Insidieusement, la pièce déroule sous nos yeux une vérité qui dérange : elle questionne la responsabilité du père comme celle du fils. Deux narcissismes s’affrontent. Celui du « bon père » qu’affiche Stéphane Freiss. Ayant lui-même souffert d’un père absent, il est obsédé par l’idée de lui ressembler et n’a de cesse de vouloir démontrer le contraire ; au point parfois de poursuivre ce seul but au détriment des conséquences sur son fils.

Ce fils qui a compris - instinctivement, inconsciemment ? - sur quel ressort prendre le pouvoir sur son père : celui de la culpabilité, dont il abusera. Accusant son père d’être parti, il en fait l’unique responsable de ses troubles psychiques et de sa dépression, dans une attitude victimaire dont il ne parvient pas à se départir. En proie à de terribles souffrances et à l’auto-destruction, impuissant à se rebeller ouvertement contre son père, il le fera par sa force d’inertie, ses silences culpabilisants et surtout, par les efforts promis qu’il ne fera pas. Habile à obtenir le soutien inconditionnel de parents totalement désemparés et impuissants, ce fils dictera leur tragique destin.

Une phrase

- Pierre (le père) :" En tout cas, si tu as des angoisses, il y d'autres façons de les canaliser. Pourquoi tu ne fais pas plus de sport? Tu devrais aller courir au moins. On pourrait y aller ensemble, si tu veux.(...)

Tu sais, quand tu te fais du mal, c'est comme si c'était à moi que tu en faisais".

- Nicolas (le fils), avec la froideur des reproches :" Et toi, quand tu as fait du mal à maman, c'est à moi que tu en as fait." 

L'auteur

Florian Zeller publie à 22 ans son premier roman, Neiges artificielles, qui a reçu le prix de la fondation Hachette. En 2003 , il publie son deuxième roman, Les Amants du n'importe quoi, puis La Fascination du pire l’année suivante, qui remporte le Prix Interallié; et La Jouissance, en 2012. 

C’est au théâtre qu’il connaît ses plus grands succès. Il crée L'Autre en 2004, puis Le Manège (2005), Si tu mourais (2006 avec Catherine Frot), et Elle t'attend (2008 avec Laetitia Casta). 
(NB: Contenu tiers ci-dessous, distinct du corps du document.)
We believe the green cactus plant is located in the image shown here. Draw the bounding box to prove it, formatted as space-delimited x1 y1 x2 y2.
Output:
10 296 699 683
Sa trilogie familiale est jouée par de grands acteurs :  Catherine Hiegel (ancienne sociétaire de la Comédie Française) interprète La Mère en septembre 2010, rôle pour lequel elle reçoit le Molière de la meilleure comédienne. En 2012, Le Père est joué par Robert Hirsh, qui triomphe durant trois ans et obtient trois Molières en 2014. Il jouera également en 2016 Avant de s'envoler, au Théâtre de l’œuvre. En 2011, Pierre Arditi a créé au théâtre Montparnasse sa sixième pièce, La Vérité, puis Le Mensonge en 2015. Fabrice Luchini interprètera Une heure de tranquillité en 2013 et enfin, Daniel Auteuil crée L'Envers du décor en 2016.